Skip to content

Transformers

Installation

You need to install the transformers library to be able to use the Transformers in Outlines. Install all optional dependencies of the Transformers model with: pip install outlines[transformers].

See the HuggingFace documentation for more information on installing transformers with CPU, GPU...

Model Initialization

To load the model, you can use the from_transformers function. It takes 2 arguments:

  • model: a transformers model (created with AutoModelForCausalLM for instance)
  • tokenizer_or_processor: a transformers tokenizer (created with AutoTokenizer for instance, it must be an instance of either PreTrainedTokenizer or PreTrainedTokenizerFast)

For instance:

import outlines
from transformers import AutoModelForCausalLM, AutoTokenizer

# Create the transformers model and tokenizer
hf_model = AutoModelForCausalLM.from_pretrained("microsoft/Phi-3-mini-4k-instruct")
hf_tokenizer = AutoTokenizer.from_pretrained("microsoft/Phi-3-mini-4k-instruct")

# Create the Outlines model
model = outlines.from_transformers(hf_model, hf_tokenizer)

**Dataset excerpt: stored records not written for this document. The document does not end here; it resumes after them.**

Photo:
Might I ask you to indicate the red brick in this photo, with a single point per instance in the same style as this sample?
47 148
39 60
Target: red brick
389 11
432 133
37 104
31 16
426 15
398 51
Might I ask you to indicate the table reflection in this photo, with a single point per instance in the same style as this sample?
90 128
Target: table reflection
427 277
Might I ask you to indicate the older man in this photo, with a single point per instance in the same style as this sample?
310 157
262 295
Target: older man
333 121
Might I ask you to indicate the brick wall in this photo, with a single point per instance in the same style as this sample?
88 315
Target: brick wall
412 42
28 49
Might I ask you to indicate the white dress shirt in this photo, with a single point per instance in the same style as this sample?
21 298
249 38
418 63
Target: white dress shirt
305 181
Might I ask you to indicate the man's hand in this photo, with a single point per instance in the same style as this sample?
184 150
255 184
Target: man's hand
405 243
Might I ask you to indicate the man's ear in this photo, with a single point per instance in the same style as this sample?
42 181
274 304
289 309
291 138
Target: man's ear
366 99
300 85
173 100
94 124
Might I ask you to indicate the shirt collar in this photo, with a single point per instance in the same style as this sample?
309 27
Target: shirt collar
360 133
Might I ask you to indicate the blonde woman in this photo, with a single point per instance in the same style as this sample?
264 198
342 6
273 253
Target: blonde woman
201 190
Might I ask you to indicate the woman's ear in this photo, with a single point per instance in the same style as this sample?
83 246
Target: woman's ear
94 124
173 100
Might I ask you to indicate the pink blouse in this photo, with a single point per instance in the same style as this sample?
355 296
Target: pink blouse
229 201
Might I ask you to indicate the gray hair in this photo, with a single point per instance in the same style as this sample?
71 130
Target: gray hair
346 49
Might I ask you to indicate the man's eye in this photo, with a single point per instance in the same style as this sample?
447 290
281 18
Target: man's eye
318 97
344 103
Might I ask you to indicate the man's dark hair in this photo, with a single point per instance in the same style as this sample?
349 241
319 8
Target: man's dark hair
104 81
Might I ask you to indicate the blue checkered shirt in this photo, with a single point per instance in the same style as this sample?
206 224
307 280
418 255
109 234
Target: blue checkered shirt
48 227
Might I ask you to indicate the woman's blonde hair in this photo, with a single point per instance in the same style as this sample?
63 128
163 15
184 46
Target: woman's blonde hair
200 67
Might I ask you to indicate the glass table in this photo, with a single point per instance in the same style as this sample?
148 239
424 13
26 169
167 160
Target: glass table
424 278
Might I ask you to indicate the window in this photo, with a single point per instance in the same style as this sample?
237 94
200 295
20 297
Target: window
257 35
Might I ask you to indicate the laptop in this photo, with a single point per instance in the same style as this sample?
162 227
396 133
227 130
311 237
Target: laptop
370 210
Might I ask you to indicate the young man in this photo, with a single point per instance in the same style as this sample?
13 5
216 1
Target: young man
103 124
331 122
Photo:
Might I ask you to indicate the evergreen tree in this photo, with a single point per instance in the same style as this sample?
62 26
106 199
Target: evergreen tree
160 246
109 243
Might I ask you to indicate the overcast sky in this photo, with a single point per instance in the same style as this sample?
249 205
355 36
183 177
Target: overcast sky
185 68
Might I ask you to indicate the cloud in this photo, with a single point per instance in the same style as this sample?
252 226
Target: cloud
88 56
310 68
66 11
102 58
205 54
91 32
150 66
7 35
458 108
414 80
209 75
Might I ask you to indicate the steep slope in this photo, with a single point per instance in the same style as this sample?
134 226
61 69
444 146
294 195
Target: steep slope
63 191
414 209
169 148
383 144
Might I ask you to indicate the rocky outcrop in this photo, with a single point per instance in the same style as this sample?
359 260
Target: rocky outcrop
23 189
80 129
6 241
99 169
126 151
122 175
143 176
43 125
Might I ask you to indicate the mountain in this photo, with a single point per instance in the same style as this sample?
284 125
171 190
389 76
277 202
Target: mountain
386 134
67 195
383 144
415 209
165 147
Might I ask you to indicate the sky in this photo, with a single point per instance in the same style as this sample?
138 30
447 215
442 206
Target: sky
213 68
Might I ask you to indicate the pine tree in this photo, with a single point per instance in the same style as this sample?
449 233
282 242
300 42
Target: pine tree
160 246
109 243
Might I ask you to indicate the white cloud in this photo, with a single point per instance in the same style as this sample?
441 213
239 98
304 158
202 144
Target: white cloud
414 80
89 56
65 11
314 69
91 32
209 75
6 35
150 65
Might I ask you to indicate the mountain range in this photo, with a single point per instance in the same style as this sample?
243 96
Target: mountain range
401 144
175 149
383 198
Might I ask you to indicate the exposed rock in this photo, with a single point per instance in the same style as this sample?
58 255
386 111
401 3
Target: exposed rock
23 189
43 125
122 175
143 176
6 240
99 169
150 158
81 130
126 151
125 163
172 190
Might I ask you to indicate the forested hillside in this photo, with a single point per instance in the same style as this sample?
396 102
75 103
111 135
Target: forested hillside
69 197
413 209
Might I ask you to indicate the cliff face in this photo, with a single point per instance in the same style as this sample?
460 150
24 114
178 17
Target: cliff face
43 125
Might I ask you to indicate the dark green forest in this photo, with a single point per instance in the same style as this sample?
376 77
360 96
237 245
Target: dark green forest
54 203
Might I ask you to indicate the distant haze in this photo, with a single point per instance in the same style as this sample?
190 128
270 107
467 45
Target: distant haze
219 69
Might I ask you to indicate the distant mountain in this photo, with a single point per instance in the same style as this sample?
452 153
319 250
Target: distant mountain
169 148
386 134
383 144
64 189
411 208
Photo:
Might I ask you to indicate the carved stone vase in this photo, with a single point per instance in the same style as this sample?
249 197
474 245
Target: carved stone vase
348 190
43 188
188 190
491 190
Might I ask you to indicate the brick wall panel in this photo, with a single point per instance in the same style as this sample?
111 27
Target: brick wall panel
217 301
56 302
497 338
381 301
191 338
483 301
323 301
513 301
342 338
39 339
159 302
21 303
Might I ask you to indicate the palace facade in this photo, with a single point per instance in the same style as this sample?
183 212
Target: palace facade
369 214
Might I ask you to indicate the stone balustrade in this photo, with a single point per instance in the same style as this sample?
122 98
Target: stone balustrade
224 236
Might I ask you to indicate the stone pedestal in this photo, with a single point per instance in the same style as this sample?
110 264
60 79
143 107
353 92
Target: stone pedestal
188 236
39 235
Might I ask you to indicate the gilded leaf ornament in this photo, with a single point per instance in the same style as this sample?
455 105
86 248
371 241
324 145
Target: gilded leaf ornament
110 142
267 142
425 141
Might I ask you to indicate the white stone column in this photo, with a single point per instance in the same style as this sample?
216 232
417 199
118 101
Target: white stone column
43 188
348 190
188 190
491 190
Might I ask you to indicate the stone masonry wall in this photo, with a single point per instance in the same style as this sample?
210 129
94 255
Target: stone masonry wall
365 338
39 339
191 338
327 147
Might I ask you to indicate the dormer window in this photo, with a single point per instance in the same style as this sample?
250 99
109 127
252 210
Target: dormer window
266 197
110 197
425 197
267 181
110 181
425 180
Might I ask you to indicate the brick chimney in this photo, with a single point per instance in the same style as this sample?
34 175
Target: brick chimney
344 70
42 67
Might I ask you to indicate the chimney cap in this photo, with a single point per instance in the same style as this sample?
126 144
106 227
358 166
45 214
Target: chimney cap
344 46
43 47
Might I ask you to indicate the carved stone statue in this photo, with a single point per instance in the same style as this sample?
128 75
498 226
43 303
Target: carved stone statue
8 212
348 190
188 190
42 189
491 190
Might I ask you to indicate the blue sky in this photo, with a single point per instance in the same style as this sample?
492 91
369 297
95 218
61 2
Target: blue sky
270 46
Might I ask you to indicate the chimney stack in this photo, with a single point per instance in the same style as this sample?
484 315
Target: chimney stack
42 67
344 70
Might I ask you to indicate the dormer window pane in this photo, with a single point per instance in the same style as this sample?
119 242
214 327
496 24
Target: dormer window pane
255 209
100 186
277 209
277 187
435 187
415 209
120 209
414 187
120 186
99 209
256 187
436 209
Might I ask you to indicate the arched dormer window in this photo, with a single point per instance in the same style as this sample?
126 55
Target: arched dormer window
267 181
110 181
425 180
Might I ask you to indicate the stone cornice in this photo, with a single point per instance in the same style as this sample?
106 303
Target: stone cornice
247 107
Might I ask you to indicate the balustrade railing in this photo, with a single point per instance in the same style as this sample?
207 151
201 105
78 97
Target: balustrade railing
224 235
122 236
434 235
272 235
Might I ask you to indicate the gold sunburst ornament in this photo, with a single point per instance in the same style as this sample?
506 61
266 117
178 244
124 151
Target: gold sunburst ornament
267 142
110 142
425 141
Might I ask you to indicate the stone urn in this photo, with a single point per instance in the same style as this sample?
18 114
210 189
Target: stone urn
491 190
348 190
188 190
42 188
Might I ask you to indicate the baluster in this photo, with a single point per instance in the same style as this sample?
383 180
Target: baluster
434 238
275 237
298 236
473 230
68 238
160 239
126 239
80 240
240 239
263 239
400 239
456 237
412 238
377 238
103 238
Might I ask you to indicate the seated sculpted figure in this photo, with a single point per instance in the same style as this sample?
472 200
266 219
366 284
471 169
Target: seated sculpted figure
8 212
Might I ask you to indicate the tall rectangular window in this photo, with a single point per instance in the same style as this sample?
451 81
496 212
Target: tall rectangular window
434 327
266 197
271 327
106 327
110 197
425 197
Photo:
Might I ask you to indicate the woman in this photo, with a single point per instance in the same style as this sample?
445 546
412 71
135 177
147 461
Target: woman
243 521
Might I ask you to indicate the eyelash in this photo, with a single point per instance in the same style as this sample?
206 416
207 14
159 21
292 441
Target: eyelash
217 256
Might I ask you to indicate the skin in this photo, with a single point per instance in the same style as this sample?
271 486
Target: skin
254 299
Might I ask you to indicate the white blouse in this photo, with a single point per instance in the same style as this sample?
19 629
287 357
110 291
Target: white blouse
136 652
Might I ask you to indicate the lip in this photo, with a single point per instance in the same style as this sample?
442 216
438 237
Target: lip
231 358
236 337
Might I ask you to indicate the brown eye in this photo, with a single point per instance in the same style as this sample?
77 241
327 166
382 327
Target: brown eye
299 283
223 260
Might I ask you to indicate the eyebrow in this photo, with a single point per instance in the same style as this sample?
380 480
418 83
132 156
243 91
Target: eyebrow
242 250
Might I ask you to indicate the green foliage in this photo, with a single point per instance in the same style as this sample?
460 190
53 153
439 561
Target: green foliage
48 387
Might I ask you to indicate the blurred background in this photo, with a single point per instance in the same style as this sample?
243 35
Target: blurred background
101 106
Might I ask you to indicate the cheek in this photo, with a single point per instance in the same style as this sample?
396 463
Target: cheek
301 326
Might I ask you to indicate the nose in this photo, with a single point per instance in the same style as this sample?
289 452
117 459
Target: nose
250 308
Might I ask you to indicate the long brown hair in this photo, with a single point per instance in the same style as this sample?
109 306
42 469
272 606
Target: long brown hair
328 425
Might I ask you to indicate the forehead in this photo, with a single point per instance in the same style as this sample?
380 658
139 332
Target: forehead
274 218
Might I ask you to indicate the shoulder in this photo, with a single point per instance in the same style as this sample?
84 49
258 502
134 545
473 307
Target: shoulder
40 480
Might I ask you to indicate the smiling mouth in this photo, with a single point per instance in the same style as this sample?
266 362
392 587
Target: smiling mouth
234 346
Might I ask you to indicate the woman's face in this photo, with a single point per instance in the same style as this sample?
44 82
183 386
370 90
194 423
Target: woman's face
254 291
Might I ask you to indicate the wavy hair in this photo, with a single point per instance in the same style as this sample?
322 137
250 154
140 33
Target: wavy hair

If you provide a processor instead of a tokenizer for the second argument of the from_transformers function, you would get a TransformersMultiModal instance. See the TransformersMultiModal model documentation for more information on using multimodal models in Outlines.

Text Generation

To generate text, you can simply call the model with a prompt.

For instance:

import outlines
from transformers import AutoModelForCausalLM, AutoTokenizer

# Create model
model = outlines.from_transformers(
    AutoModelForCausalLM.from_pretrained("microsoft/Phi-3-mini-4k-instruct"),
    AutoTokenizer.from_pretrained("microsoft/Phi-3-mini-4k-instruct")
)

# Call it to generate text
result = model("What's the capital of Latvia?", max_new_tokens=20)
print(result) # 'Riga'

The Transformers model also supports batch generation. To use it, provide a list of prompts instead of a single prompt. You will receive as result a list of completions. For instance:

import outlines
from transformers import AutoModelForCausalLM, AutoTokenizer

# Create model
model = outlines.from_transformers(
    AutoModelForCausalLM.from_pretrained("microsoft/Phi-3-mini-4k-instruct"),
    AutoTokenizer.from_pretrained("microsoft/Phi-3-mini-4k-instruct")
)

# Create a list of prompts that will be used in a single batch
prompts = [
    "What's the capital of Lithuania?",
    "What's the capital of Latvia?",
    "What's the capital of Estonia?"
]

# Call it to generate text
result = model(prompts, max_new_tokens=20)
print(result) # ['Vilnius', 'Riga', 'Tallinn']

Structured Generation

As a local model, Transformers supports all output types available in Outlines. Simply provide an output_type after the prompt when calling the model.

Simple Type

import outlines
from transformers import AutoModelForCausalLM, AutoTokenizer

output_type = int

model = outlines.from_transformers(
    AutoModelForCausalLM.from_pretrained("microsoft/Phi-3-mini-4k-instruct"),
    AutoTokenizer.from_pretrained("microsoft/Phi-3-mini-4k-instruct")
)

result = model("How many countries are there in the world?", output_type, max_new_tokens=5)
print(result) # '200'

JSON Schema

import outlines
from transformers import AutoModelForCausalLM, AutoTokenizer
from pydantic import BaseModel
from typing import List

class Character(BaseModel):
    name: str
    age: int
    skills: List[str]

model = outlines.from_transformers(
    AutoModelForCausalLM.from_pretrained("microsoft/Phi-3-mini-4k-instruct"),
    AutoTokenizer.from_pretrained("microsoft/Phi-3-mini-4k-instruct")
)

result = model("Create a character.", output_type=Character, max_new_tokens=200, repetition_penalty=0.5)
print(result) # '{"name": "Evelyn", "age": 34, "skills": ["archery", "stealth", "alchemy"]}'
print(Character.model_validate_json(result)) # name=Evelyn, age=34, skills=['archery', 'stealth', 'alchemy']

Multiple Choice

from typing import Literal
import outlines
from transformers import AutoModelForCausalLM, AutoTokenizer

output_type = Literal["Paris", "London", "Rome", "Berlin"]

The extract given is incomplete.